Video-Classification-2-Stream-CNN
Video-Classification-2-Stream-CNN copied to clipboard
Where is 2 stream itself?
Hi @wadhwasahil , @stillbreeze ,
As stated in the project's title, I suppose to see your model/network in 2 streams (2 inputs) but I only see spatial and temporal model in seperate network (i.e. you did not merge these models into 1 big model). Is it an unfinished project or is this your intention?
Thank you.
The repo is a re-implementation of the 2 stream CNN paper by Simonyan et al (https://papers.nips.cc/paper/5353-two-stream-convolutional-networks-for-action-recognition-in-videos.pdf).

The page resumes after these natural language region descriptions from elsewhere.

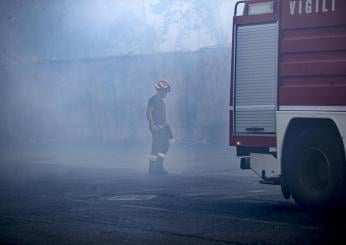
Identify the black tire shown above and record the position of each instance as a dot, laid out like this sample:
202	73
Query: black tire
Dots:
316	169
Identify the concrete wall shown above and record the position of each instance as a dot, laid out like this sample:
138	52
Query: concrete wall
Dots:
104	100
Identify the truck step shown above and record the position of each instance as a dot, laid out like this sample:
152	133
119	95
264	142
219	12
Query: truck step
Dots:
272	181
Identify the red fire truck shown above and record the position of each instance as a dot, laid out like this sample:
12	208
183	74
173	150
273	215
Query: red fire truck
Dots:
288	96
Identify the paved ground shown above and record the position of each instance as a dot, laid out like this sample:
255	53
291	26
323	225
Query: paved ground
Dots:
103	196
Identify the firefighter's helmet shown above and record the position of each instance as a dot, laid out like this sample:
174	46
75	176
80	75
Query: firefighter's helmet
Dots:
163	85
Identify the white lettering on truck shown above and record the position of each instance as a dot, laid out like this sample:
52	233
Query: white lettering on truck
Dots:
307	6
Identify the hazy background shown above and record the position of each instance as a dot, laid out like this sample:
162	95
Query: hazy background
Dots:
81	72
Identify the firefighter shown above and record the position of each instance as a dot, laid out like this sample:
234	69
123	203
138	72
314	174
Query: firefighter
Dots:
160	130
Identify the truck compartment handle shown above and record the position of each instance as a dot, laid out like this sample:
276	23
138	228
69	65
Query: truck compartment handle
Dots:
255	129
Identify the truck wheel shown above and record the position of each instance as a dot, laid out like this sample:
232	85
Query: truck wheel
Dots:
316	170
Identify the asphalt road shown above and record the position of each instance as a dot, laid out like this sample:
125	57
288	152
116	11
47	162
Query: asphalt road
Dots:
47	202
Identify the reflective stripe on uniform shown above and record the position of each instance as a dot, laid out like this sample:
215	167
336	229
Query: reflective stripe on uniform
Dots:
153	158
161	155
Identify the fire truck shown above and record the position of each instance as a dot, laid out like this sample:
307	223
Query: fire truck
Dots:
288	96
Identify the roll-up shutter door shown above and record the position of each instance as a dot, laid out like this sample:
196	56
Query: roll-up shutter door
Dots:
256	50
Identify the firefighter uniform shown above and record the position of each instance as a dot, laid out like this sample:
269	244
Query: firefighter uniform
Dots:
160	130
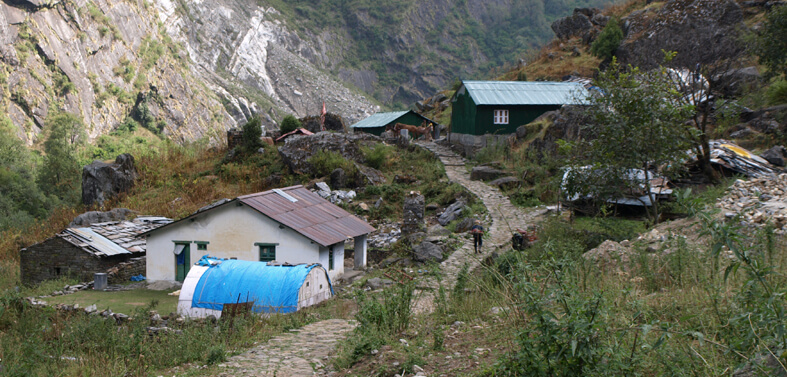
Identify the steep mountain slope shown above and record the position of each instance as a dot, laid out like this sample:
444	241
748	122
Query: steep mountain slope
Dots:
191	69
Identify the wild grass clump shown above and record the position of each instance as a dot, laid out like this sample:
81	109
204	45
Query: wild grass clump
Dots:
382	320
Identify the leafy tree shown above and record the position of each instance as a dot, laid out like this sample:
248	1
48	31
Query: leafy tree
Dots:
61	174
289	124
638	123
771	43
608	40
21	200
252	132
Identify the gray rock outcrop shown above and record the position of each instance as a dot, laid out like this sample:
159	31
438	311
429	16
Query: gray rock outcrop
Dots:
413	217
102	181
775	155
700	31
93	217
451	213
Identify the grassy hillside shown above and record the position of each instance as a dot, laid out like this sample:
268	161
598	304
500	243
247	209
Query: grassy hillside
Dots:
425	45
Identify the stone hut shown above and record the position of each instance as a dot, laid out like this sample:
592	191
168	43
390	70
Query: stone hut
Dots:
81	252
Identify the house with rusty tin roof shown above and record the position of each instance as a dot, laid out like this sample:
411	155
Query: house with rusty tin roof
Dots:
290	225
80	252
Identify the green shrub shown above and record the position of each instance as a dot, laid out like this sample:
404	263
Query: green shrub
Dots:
608	40
378	156
289	124
252	132
777	92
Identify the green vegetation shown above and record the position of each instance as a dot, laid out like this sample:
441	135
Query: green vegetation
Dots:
771	42
634	125
120	302
289	123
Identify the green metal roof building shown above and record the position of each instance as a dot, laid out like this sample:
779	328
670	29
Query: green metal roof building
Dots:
499	107
376	123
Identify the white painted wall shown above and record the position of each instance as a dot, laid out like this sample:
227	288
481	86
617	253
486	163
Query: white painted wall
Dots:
232	231
338	260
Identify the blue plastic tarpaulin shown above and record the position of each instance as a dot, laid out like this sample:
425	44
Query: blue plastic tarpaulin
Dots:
273	289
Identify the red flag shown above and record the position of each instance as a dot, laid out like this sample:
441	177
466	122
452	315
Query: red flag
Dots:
322	117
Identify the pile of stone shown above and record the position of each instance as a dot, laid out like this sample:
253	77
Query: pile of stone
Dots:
758	202
334	196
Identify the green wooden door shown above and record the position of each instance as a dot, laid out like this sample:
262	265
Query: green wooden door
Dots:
182	264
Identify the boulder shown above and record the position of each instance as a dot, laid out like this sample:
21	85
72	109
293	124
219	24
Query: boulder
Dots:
102	181
451	213
338	178
506	182
575	24
485	173
296	151
427	252
413	217
93	217
700	31
437	230
464	225
775	155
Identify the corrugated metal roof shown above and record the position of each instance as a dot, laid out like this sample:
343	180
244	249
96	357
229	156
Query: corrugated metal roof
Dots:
526	93
379	119
115	237
311	215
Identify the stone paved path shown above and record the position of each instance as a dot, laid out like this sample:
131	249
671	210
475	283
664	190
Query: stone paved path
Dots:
301	352
305	351
504	217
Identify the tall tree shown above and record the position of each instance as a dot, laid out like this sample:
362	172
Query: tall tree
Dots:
61	174
771	42
638	124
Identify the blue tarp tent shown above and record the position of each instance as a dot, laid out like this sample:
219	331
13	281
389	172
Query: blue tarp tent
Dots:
272	288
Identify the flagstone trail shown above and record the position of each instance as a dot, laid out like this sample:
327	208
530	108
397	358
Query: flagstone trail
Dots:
306	351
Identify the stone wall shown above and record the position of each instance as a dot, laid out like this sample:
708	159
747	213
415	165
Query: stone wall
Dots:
123	272
55	258
470	144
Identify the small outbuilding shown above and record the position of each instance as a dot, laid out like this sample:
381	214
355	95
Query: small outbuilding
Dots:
80	252
378	123
264	288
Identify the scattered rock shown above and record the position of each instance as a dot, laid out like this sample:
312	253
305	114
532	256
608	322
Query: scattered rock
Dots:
506	182
413	217
377	283
451	213
775	155
102	181
485	173
427	252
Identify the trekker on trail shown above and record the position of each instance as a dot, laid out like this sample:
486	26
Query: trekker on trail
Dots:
478	233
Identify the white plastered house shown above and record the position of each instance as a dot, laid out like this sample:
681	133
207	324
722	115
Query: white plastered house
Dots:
289	225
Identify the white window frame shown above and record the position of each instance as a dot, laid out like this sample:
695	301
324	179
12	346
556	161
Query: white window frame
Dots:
501	116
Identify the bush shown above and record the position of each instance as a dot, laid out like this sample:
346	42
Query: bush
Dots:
289	124
777	92
252	132
608	41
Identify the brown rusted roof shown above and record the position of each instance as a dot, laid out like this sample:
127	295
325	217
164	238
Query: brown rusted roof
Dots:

The paper trains the streams individually and does late fusion with the softmax through averaging or learning an SVM on normalized features. So there's no merging into a bigger model.
Ah, so far I have been wrong in understanding the term of "late fusion". So, in which part of the code did you fuse with softmax then average the result? Also, is it possible to jointly train the network for both spatial and temporal and then achieve the same result?
@sudonto yes you can train them jointly but due to lack of resources we had to train them separately.
Thank you for the answer. So, in which part of the code did you compute the average of softmax score to get the class accuracy? Sorry for asking too much.